On Frost’s Edge

A.V. Walters

It’s been cool here, in the valley. Not cold, mind you, but cool in a protracted way. Nights in the low forties, combined with damp, daytime temperatures in the fifties to low sixties. They’ve conspired, over the last few days, to lower the interior of the house to the low sixties. Now, we’re flirting with our threshold temperature where, were it winter, we’d be lighting a fire. But, a fire in May? This is not some northern latitude, were talking about. We stopped with the fires weeks ago. Now we’re debating whether to light one up tonight, or wait until tomorrow morning. By then the projected temperatures will have dropped the house into the fifties. It seems like a seasonal defeat, to start burning again. After all, we’ve already done the spring cleaning–that vacuum-every-surface and launder-every-linen event that marks the end of seasonal ash and muss. We’ve shrugged off the grey dusting that accompanies a regularly fired, wood stove. Still, especially working at a computer all day, 62 or 63 feels right chilly. The walk out to the mailbox (about a half mile) is a welcome break when it’s actually warmer out, than in. We’re torn. Fire up the wood stove and enjoy a last, lovely game of scrabble before the summer season, or bundle up and rally on, regardless?

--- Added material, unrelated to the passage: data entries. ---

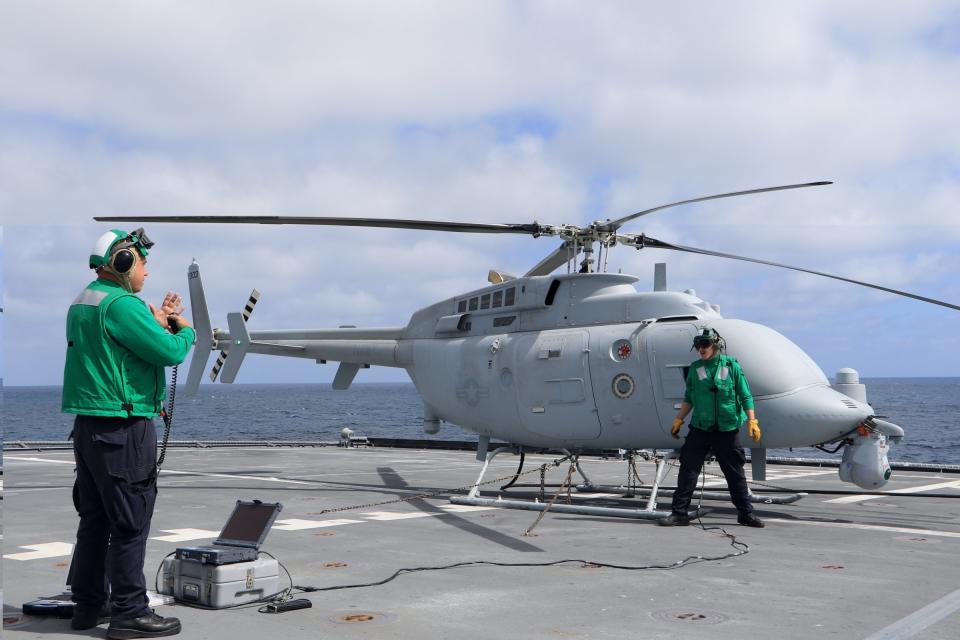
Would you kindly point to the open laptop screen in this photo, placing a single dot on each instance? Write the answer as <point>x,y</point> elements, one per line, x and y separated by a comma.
<point>249,523</point>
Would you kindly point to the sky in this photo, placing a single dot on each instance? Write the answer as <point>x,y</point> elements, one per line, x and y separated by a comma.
<point>559,112</point>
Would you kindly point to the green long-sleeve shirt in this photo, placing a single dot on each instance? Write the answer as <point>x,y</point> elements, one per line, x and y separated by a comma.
<point>719,393</point>
<point>116,354</point>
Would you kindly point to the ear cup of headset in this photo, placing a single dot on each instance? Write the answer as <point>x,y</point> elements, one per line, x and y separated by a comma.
<point>123,261</point>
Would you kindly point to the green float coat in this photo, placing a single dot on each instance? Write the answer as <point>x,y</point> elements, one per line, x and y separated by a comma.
<point>725,408</point>
<point>116,354</point>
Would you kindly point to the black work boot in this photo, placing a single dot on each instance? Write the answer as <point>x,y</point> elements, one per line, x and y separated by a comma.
<point>149,625</point>
<point>750,520</point>
<point>88,617</point>
<point>675,519</point>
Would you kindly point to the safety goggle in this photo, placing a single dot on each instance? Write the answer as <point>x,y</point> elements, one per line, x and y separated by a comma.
<point>137,238</point>
<point>701,342</point>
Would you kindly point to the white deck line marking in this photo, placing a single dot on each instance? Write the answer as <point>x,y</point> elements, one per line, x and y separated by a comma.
<point>47,550</point>
<point>953,484</point>
<point>919,620</point>
<point>463,508</point>
<point>393,515</point>
<point>295,524</point>
<point>782,475</point>
<point>181,535</point>
<point>32,459</point>
<point>234,476</point>
<point>869,527</point>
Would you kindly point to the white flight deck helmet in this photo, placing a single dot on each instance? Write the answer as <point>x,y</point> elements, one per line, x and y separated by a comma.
<point>117,252</point>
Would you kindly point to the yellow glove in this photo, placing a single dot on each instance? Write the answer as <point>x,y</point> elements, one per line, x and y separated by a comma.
<point>675,429</point>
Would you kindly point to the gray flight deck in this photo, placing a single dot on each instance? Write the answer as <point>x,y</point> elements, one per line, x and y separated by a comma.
<point>866,566</point>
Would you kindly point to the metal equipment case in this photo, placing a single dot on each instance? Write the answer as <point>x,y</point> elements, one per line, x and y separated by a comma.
<point>219,586</point>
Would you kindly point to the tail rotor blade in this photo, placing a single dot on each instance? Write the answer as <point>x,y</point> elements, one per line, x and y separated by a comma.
<point>201,324</point>
<point>247,310</point>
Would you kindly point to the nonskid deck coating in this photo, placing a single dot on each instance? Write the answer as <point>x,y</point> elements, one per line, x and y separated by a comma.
<point>820,568</point>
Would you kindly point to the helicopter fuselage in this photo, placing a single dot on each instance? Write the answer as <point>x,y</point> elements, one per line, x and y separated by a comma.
<point>578,361</point>
<point>586,361</point>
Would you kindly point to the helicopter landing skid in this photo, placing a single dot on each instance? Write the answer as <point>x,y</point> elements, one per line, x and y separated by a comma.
<point>706,495</point>
<point>648,513</point>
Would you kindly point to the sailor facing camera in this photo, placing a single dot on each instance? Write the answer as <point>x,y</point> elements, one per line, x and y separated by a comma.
<point>113,380</point>
<point>718,393</point>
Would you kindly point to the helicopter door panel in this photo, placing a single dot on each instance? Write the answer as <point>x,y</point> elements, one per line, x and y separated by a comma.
<point>622,385</point>
<point>554,393</point>
<point>669,345</point>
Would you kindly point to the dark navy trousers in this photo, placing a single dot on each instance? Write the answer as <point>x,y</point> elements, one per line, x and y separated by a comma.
<point>731,458</point>
<point>116,467</point>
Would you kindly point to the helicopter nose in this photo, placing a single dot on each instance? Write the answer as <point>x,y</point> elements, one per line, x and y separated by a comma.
<point>809,415</point>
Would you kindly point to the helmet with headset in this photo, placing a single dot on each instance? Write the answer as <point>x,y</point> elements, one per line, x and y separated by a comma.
<point>118,251</point>
<point>707,337</point>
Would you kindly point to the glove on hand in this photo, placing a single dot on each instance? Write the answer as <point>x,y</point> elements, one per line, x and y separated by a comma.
<point>675,429</point>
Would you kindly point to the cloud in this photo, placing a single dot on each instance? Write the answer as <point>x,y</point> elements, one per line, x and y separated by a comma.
<point>493,112</point>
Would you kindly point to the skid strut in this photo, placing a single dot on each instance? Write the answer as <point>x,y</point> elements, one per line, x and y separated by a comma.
<point>648,513</point>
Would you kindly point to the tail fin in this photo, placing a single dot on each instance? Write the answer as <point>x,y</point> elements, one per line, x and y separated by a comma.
<point>201,324</point>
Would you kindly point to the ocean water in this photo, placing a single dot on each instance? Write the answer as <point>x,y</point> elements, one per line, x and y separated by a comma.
<point>927,409</point>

Nights in the low forties remind us that it’s not yet time to plant. We’re getting some buckets dug in, but we’re still at risk for frost, so we don’t dare plant. This lull gives us the opportunity to turn our attentions to other things in the environment. For the past few days we’ve been trying to identify a new bird in the neighborhood. We’ve never seen him before. He’s some kind of a raptor, but not any of the ones we typically see around here. He sits tall, like an eagle, but (while we initially suspected am immature bald eagle) his beak just isn’t that distinctive, long-hooked eagle beak. It’s short. He’s pale grey with darker wings or wing banding, and a long tail. His belly is very light and his head’s light but a tad more grey than the belly. He has a yellow beak and dark bands to the eyes. It makes him look sophisticated, unless you watch too long. Oh, and he’s clumsy. We gather that he (or she) is an immature whatever, because he hasn’t yet figured out the mechanics of a graceful landing. He approaches it from afar, with his legs in a stiff, outstretched position. It makes us think that maybe he’s an osprey. He practices touch-and-goes all day, in the tall, near-dead tree next door at the dairy. Since he showed up, all the littler birds have made themselves scarce. Sometimes he lands (though not well) in a taller evergreen near the near-dead tree. We were watching just a few minutes ago as he faltered in the tree again, and then—-again. But, wait a minute! Now there are two of these clumsy critters! They’re fledglings and that tall evergreen must have a nest! Oh, my. This is going to be more interesting than I thought. Any birders out there with suggestions on what we’re actually looking at?